Getting the Right Goat: Genetic Mapping Helps Meet Food Needs of World Regions
By Michele McDonald
Equipped with measuring tape, camera and a few other tools, a Mason doctoral student is applying lessons learned from the U.S dairy industry to goats in Africa as one way to combat hunger.
African goat market. USDA photo
Jennifer Woodward-Greene is traveling to Ethiopia and Kenya in early June to measure goats and sample their DNA as part of her work with the global hunger and food security program Feed the Future, with theU.S. Department of Agriculture, Agricultural Research Service (ARS), and for her PhD in Mason’sBioinformatics and Computational Biology Department.
“One of the main objectives is to work with the people in their own country to develop sustainable solutions to the problem of hunger, rather than only providing short-term aid,” Woodward-Greene says of the United States Agency for International Development (USAID)-funded Feed the Future initiative.
Researchers working in goats can learn a thing of two from experience with cows. U.S. dairy cows have increased milk production more than fourfold over the past 40 years due to better breeding, says Curt Van Tassell, a leading bovine geneticist with the USDA’s ARS and an affiliate professor at Mason.
Woodward-Greene adds, “We have fewer cows to make much more milk, leaving less of an environmental footprint.”
The U.S. dairy industry draws upon more than 100 years of phenotype data, which details bovine physical attributes such as milk yield, fertility, height, length and chest depth. Plus, now genetic mapping adds to the mix by associating these observed traits with specific locations in the animal’s DNA. Woodward-Greene’s task is to begin a similar phenotype database for African goats. She plans to record “traits you can see by looking at the goat.”
Woodward-Greene takes pictures of the goats for another step in the project. She’s working with Jason Kinser, an associate professor in the School of Physics, Astronomy and Computational Sciences, to develop a simple analytical system for future researchers to use.
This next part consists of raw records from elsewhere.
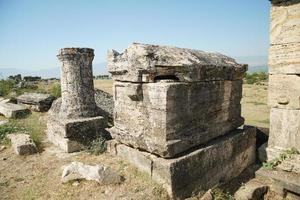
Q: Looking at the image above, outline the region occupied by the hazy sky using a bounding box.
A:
[0,0,270,70]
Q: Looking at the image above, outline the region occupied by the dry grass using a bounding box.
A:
[0,80,269,200]
[242,84,270,127]
[94,80,114,94]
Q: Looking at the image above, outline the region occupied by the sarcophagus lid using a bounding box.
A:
[107,43,247,83]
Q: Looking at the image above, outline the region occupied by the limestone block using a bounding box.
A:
[17,93,55,112]
[107,43,247,82]
[109,127,256,199]
[268,75,300,109]
[47,114,105,153]
[110,81,244,157]
[255,168,300,194]
[0,102,30,118]
[270,2,300,44]
[268,108,300,155]
[269,42,300,74]
[7,133,37,155]
[57,48,97,118]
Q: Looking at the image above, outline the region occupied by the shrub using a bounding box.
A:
[0,79,15,96]
[51,83,61,98]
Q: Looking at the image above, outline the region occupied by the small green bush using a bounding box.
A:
[0,122,25,143]
[0,79,15,96]
[51,83,61,98]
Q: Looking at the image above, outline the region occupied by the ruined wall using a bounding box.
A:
[268,0,300,159]
[108,44,246,157]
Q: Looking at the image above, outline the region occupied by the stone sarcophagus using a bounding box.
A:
[108,43,247,158]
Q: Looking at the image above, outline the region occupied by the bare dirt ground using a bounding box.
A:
[0,80,269,200]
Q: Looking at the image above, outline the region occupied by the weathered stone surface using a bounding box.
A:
[276,154,300,173]
[47,48,105,153]
[7,133,37,155]
[0,120,9,126]
[268,75,300,110]
[257,142,268,162]
[17,93,55,112]
[234,179,269,200]
[47,108,105,153]
[267,108,300,159]
[107,43,247,82]
[108,127,256,199]
[57,48,97,118]
[268,42,300,74]
[0,102,30,118]
[200,189,214,200]
[62,162,122,184]
[270,0,300,44]
[110,81,244,157]
[255,168,300,196]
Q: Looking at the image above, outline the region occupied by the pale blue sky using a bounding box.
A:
[0,0,270,70]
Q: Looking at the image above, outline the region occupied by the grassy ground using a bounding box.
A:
[0,80,269,200]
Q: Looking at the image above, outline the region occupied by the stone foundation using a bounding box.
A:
[47,116,105,153]
[108,127,256,199]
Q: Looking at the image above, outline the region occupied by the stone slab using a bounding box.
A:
[17,93,55,112]
[110,81,244,157]
[107,43,247,82]
[7,133,37,155]
[0,102,30,118]
[267,108,300,159]
[268,42,300,74]
[108,127,256,199]
[47,114,105,153]
[270,1,300,44]
[268,75,300,110]
[255,168,300,196]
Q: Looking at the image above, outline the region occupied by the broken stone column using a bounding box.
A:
[267,0,300,160]
[47,48,103,152]
[108,43,255,199]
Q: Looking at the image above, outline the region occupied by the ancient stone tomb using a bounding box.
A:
[47,48,104,152]
[267,0,300,160]
[108,43,255,198]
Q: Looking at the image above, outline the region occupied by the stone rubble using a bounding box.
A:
[108,43,247,158]
[0,101,30,118]
[108,43,256,199]
[61,162,122,184]
[17,93,55,112]
[7,133,37,155]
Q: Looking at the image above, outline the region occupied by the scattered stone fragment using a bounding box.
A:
[234,179,269,200]
[200,189,214,200]
[62,162,122,184]
[8,133,37,155]
[258,142,268,162]
[0,102,30,118]
[17,93,55,112]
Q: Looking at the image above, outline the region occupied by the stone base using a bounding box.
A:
[108,127,256,199]
[47,115,105,153]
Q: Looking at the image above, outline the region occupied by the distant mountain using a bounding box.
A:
[0,62,108,79]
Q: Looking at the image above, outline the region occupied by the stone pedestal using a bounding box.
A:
[47,48,104,152]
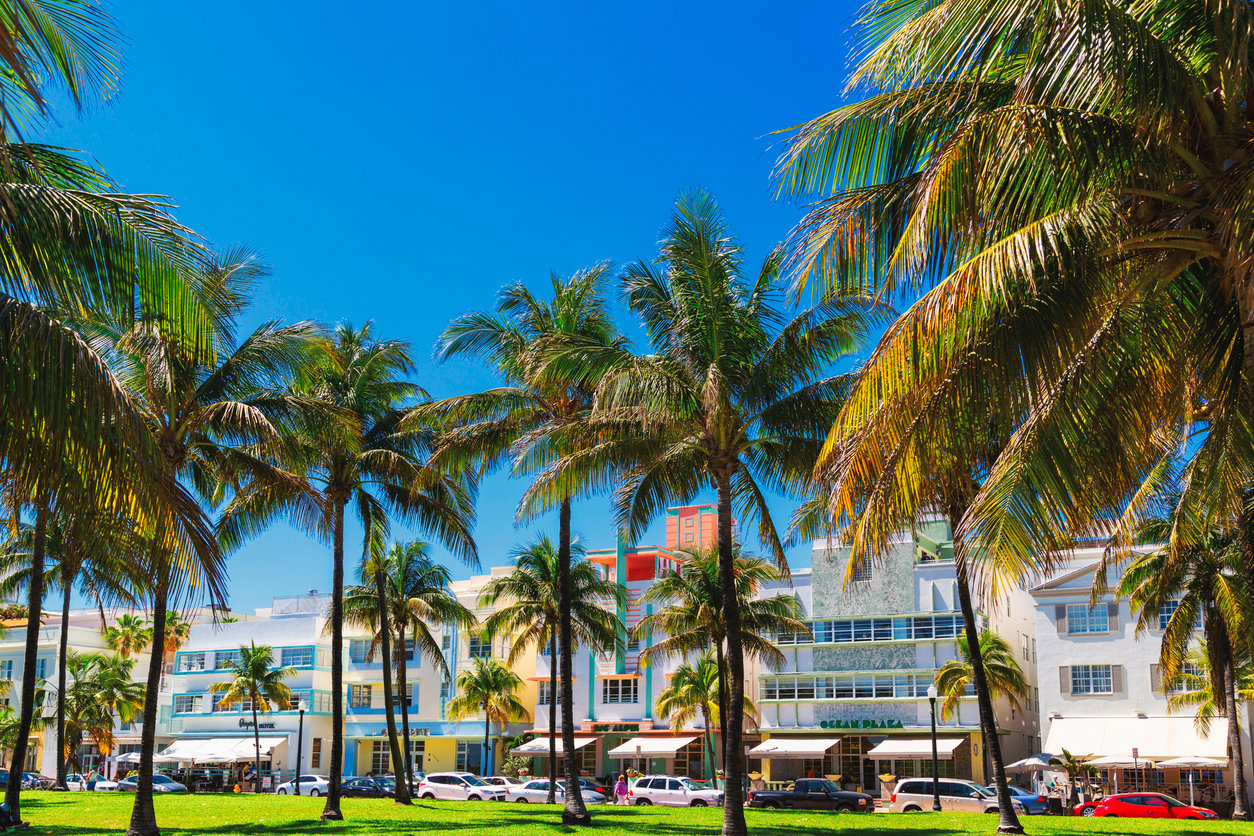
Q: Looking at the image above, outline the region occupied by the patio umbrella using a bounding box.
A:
[1159,756,1228,805]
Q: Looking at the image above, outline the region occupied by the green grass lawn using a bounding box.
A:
[21,792,1254,836]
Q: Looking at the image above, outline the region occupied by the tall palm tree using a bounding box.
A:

Researchers will be able to share data from anywhere in the world using photos, without having to physically handle every goat themselves or rely on measurements by various handlers and measuring tools.
“Analyzing images is very standard,” says Kinser, who’s been teaching Advanced Programming for Bioinformatics for a decade. “But this is the first time I’ve seen it applied to goats.”
A trip to Nairobi in 2009 sparked the goat idea for Van Tassell. He also noted the U.K.-based FarmAfrica project, which focuses on improving Africa’s agriculture. “Driving around Nairobi made me unequivocally aware of the role goats had in the urban environment,” he says.
A new breed of goat selected and bred to thrive in the African environment could be forthcoming in the next 20 years, Van Tassell says. Merely shipping high-milk producing goats from other regions to Africa won’t work, if the dairy industry is any indication. “Holstein cows from temperate climates were introduced in Africa, with sometimes catastrophic results,” he says. “We’re trying to avoid that.”
Genetic mapping has cut some of the guesswork out of breeding the best animals. Van Tassell adds, “Genetic mapping has completely revolutionized dairy cattle breeding around the globe.”
SNP, or single-nucleotide polymorphism, can lead the way to finding the best traits for breeding. “Some people have described SNPs like mile markers on the road,” Woodward-Greene says. “The SNPs make it easier to see if the cows will likely make more milk or they won’t.”
SNPs also speed up the process of finding animals carrying the best traits to pass on to future generations for both goats and cattle. Before DNA testing, farmers would look at a young bull from productive parents to decide if “he looks good on the ground,” Woodward-Greene says.
But then it would take another three to five years to find out if the bull could pass along the traits that make a cow a good milk producer. The cost could tally $50,000, she says.
“You could spend five years and $25,000 to $50,000 to find he’s a dud,” she says. “Now with SNPs, you have more information to decide right there from the day he’s born.”
Goats will get similar treatment so they can be bred to meet the needs of specific regions. For example, goats in western Kenya are bigger and better milk producers while goats in East Africa are smaller and used for their meat, Van Tassell says. “There’s a lot of range in goats but not a clear distinction into breeds,” he says.
Van Tassell is optimistic about the goat program’s success to help decrease hunger in Africa by improving goatherds.
“Once we understand the genetic differences among African goat populations and breeds, we’ll know which goats are genetically rare or unique, and which are more common,” Woodward-Greene says. “Then, we can associate desired phenotypic traits with the goat genetic map, and goat farmers can use this information to make breeding and conservation decisions to maintain genetic resources, and improve their goats as they see fit.”